Kintaro (or as Kintoki), the "Golden Boy," is a child of superhuman strength from Japanese folklore. Raised by a mountain hag on Mt. Ashigara, Kintaro is said to have befriended the animals of the region to vanquish his enemies. He is loosely based on a Heian period (794-1185) historical figure, Sakata Kintoki, who was a retainer for Minamoto no Yorimitsu and a well-known warrior. Kintaro is a popular figure in No and kabuki theater, and Kintaro dolls are popular decorations for Kodomo no Hi (Children's Day; formerly Tango no Sekku, Boys' Day), as they represent the desire for boys to become equally brave and strong. Kintaro is frequently depicted holding his axe, wearing his familiar apron, and sometimes accompanied by a tame bear or wrestling a giant carp.

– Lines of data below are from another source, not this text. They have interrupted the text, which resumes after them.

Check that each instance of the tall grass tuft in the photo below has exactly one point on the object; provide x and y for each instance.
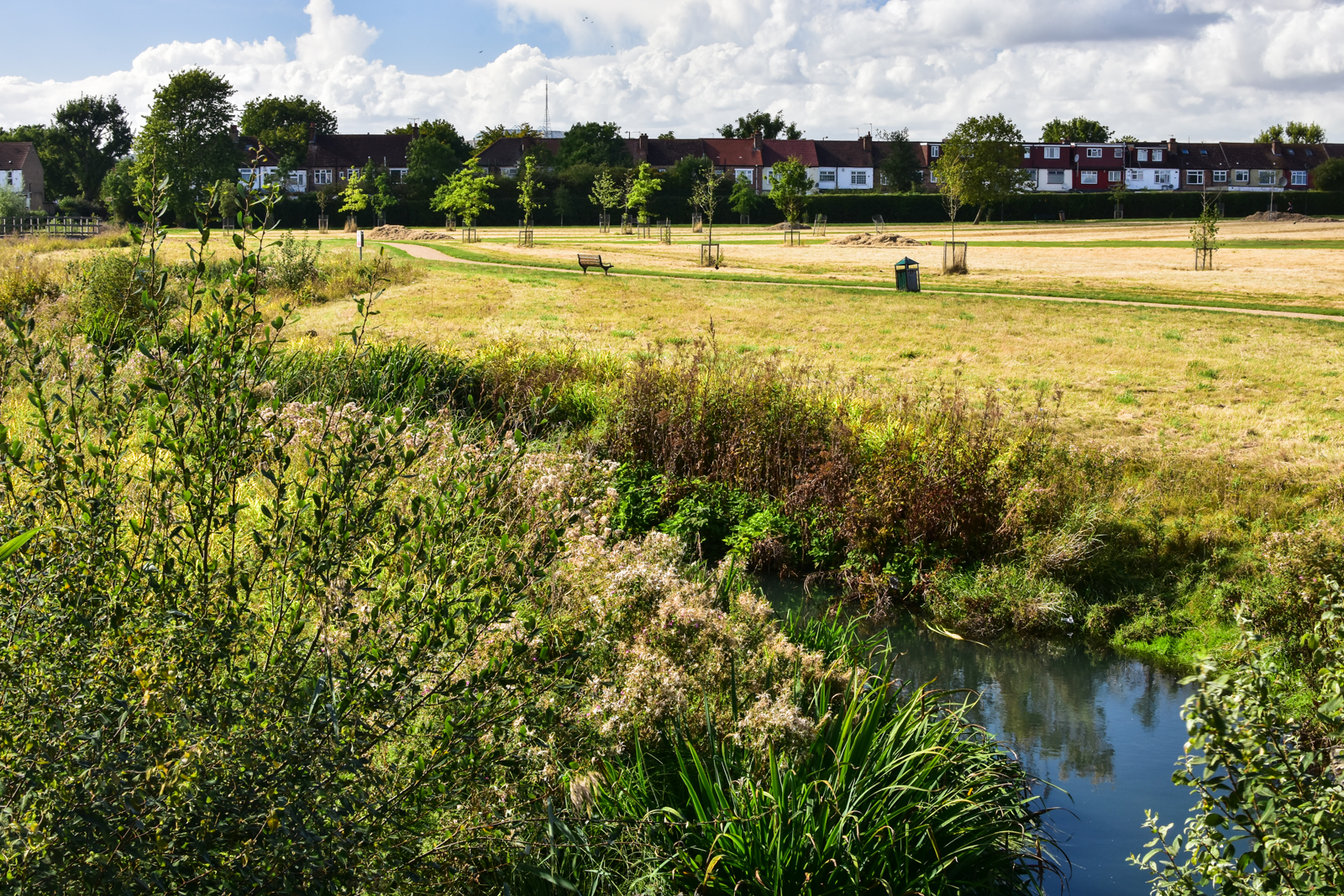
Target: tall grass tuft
(895, 795)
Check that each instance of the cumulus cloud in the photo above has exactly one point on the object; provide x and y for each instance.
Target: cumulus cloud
(1206, 69)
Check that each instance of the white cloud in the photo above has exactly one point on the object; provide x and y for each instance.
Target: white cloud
(1206, 69)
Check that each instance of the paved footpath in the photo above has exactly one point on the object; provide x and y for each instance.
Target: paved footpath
(420, 250)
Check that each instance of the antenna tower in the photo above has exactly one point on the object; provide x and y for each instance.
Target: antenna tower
(546, 121)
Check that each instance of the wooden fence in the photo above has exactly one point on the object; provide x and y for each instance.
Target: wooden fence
(50, 226)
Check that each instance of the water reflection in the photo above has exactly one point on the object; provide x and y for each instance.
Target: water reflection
(1102, 728)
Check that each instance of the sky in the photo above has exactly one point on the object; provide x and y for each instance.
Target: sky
(1149, 69)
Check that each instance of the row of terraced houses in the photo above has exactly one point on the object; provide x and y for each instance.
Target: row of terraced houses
(855, 164)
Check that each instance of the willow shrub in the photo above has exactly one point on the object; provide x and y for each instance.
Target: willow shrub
(239, 656)
(1269, 812)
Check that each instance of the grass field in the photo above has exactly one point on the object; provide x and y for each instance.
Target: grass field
(1245, 390)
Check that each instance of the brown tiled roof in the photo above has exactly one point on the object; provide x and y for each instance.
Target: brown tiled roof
(1258, 156)
(843, 154)
(353, 150)
(13, 155)
(664, 154)
(1200, 156)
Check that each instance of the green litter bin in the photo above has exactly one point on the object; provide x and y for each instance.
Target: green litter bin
(907, 275)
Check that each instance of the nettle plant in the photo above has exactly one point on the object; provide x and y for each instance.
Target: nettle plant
(244, 653)
(1269, 815)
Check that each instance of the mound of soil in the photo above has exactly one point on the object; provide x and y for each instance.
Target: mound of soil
(396, 231)
(874, 239)
(1287, 217)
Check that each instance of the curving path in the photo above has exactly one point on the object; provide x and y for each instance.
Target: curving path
(428, 253)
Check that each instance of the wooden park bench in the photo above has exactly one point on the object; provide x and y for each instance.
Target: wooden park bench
(593, 261)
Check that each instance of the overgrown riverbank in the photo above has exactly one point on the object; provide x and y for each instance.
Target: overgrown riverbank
(386, 617)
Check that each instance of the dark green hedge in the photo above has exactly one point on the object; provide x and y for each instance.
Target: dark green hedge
(853, 208)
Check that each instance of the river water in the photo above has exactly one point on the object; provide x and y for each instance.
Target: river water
(1102, 734)
(1100, 731)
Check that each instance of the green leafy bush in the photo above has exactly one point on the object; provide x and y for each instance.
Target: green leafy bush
(1269, 813)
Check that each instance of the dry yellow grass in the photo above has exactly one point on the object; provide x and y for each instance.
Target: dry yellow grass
(1263, 391)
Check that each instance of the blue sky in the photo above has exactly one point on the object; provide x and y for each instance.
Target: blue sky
(1195, 69)
(423, 36)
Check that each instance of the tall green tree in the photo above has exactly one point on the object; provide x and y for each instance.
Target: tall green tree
(1330, 175)
(606, 191)
(438, 129)
(898, 165)
(433, 156)
(1274, 134)
(93, 134)
(1075, 130)
(790, 187)
(528, 190)
(186, 137)
(465, 194)
(981, 160)
(642, 190)
(1301, 132)
(282, 123)
(596, 144)
(770, 127)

On Kodomo no Hi, families raise a carp-shaped flag, called a koinobori, for each boy or child in the family. Koinobori flags are chosen because when flown in the breeze, they look as if they are swimming upstream, alluding to a Chinese legend that holds that when a carp swims upstream it becomes a dragon. Families may also display samurai dolls and other figures in the home, such as a Kintaro (Golden Boy) doll, typically depicted riding on a giant carp and wearing a kabuto military helmet. Traditional foods on Kodomo no Hi include mochi rice cakes wrapped in Kashiwa (oak) leaves and chimaki (sweet rice paste wrapped in an iris or bamboo leaf).